Most unsuccessful traders fall into the trap of assuming that the next trade will be a winning one. They can only see the potential profits – not the potential losses and the subsequent reduction in their equity.
To avoid this mindset, I recommend assuming that every trade you take will generate a full 1R loss. I do this, even though 99% of my losing trades end up being closed for a loss smaller than that.
This approach could help you avoid risking too much on an individual trade. Don’t think about the potential profits – always think about the potential losses. If you assume that your next trade will be a loser, will you want to suffer a huge dent in your equity? Keeping your risk per trade to 1 or 2% will help keep you in the game and avoid destroying your equity as a result of a small number of consecutive losing trades, which can happen to anyone.
”Always play great defense” – Paul Tudor Jones
Very occasionally, you could suffer from slippage, or a price gap against you, and may well result in you suffering a loss greater than 1R. Or, price may start to move against you, but rather than take a small loss, you hold on in the hope that price will move back in your favour. And a small loss could start to develop into a much bigger loss. If that happens, you could lose a sizable chunk of your equity overnight. How would you feel about that? Who would you blame for the loss? Perhaps more importantly, who should you blame?
Over the last three years, I have had four trades close for a loss greater than -1R. All of these occurred as a result of price gaps related to earnings, and in all these cases, I was sitting in profit prior to the announcements. Hence why I avoid initiating new trades when I know earnings reports are imminent.
Remember that, as a trader, you are 100% in control of your actions. These include determining your position size and risk per trade levels. So, if a trade goes wrong, and you end up suffering a big loss, who is to blame - the market, your broker, your trading platform, or yourself?
Taking responsibility for your own actions, and accepting the results of those actions are critical to your development as a trader.
You can only control the elements you can control, and you cannot control the markets and where price goes.
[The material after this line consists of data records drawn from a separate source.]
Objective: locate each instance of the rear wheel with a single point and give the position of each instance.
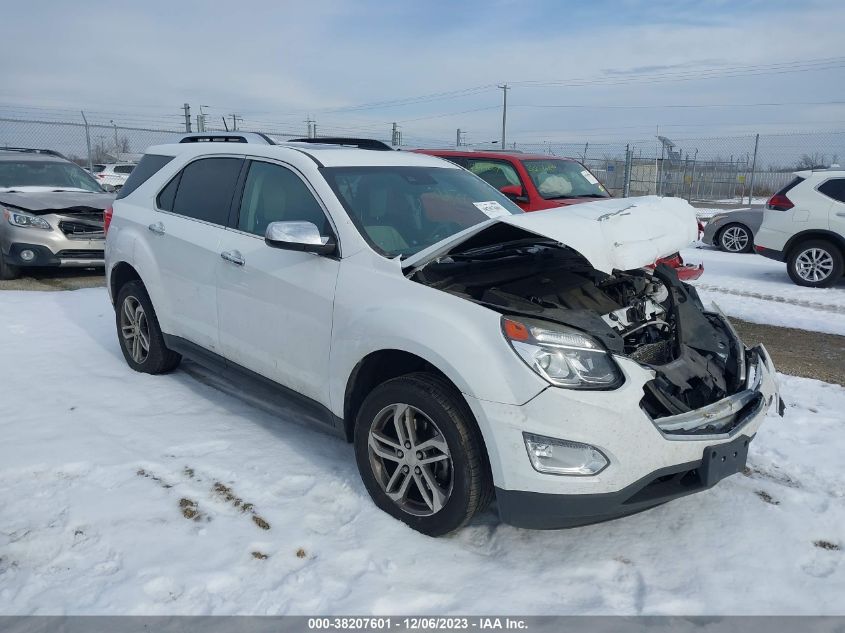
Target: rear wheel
(420, 454)
(736, 238)
(7, 271)
(139, 334)
(815, 263)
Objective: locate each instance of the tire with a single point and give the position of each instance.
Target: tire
(7, 271)
(815, 264)
(439, 417)
(133, 309)
(736, 238)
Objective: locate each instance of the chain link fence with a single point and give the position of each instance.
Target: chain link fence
(716, 170)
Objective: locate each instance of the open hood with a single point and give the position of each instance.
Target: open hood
(613, 234)
(41, 200)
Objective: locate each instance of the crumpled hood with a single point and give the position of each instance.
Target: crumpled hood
(613, 234)
(41, 200)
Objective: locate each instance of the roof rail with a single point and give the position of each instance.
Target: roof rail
(360, 143)
(32, 150)
(227, 137)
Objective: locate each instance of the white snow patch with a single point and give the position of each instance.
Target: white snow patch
(96, 460)
(754, 288)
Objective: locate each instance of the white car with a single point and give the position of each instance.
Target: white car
(466, 348)
(804, 226)
(114, 174)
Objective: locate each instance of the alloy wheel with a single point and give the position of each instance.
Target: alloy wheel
(814, 265)
(735, 239)
(410, 459)
(135, 329)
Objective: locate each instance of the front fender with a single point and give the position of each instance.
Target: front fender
(377, 308)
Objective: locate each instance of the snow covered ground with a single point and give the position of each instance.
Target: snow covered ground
(126, 493)
(756, 289)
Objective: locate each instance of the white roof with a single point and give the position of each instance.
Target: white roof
(327, 155)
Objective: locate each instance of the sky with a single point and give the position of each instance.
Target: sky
(579, 72)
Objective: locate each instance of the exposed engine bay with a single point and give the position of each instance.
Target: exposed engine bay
(653, 319)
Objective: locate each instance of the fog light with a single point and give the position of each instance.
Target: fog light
(562, 457)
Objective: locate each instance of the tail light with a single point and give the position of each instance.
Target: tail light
(107, 219)
(779, 202)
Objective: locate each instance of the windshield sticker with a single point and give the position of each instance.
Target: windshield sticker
(590, 178)
(492, 209)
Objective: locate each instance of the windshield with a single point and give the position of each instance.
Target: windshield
(556, 179)
(402, 210)
(42, 173)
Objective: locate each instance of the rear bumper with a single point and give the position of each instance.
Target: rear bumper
(689, 272)
(539, 511)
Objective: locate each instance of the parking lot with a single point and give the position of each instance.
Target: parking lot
(166, 494)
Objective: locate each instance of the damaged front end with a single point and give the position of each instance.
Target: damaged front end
(705, 381)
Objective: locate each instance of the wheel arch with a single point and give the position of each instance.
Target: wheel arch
(121, 274)
(378, 367)
(814, 234)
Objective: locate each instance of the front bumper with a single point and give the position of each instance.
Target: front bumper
(648, 465)
(540, 511)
You have to let the market do its thing, and if price goes against you, then you have to accept that the market is telling you that you are wrong, take the loss and move on.
A lot of struggling traders seem to comfort
themselves by saying that a paper loss is not a real loss. If they are
not careful, they end up riding that loss. The worst case scenario is that a trade will end
up turning into a long-term (losing) investment.
I
remember an individual some years back giving me grief on a bulletin
board for taking a small loss on a trade. He later let slip in a
different conversation with another trader that he had been holding a
losing position on a stock for nine YEARS! In that time the stock price had
dropped in value from several pounds per share to a few pennies.
Remember
that your best loss is always your smallest loss. Don’t let the fact
you want to be proven right on a trade or stock get in the way of your
principal objective – to make money over the long-term. Keeping any
losses as small as possible is a major part of achieving that goal.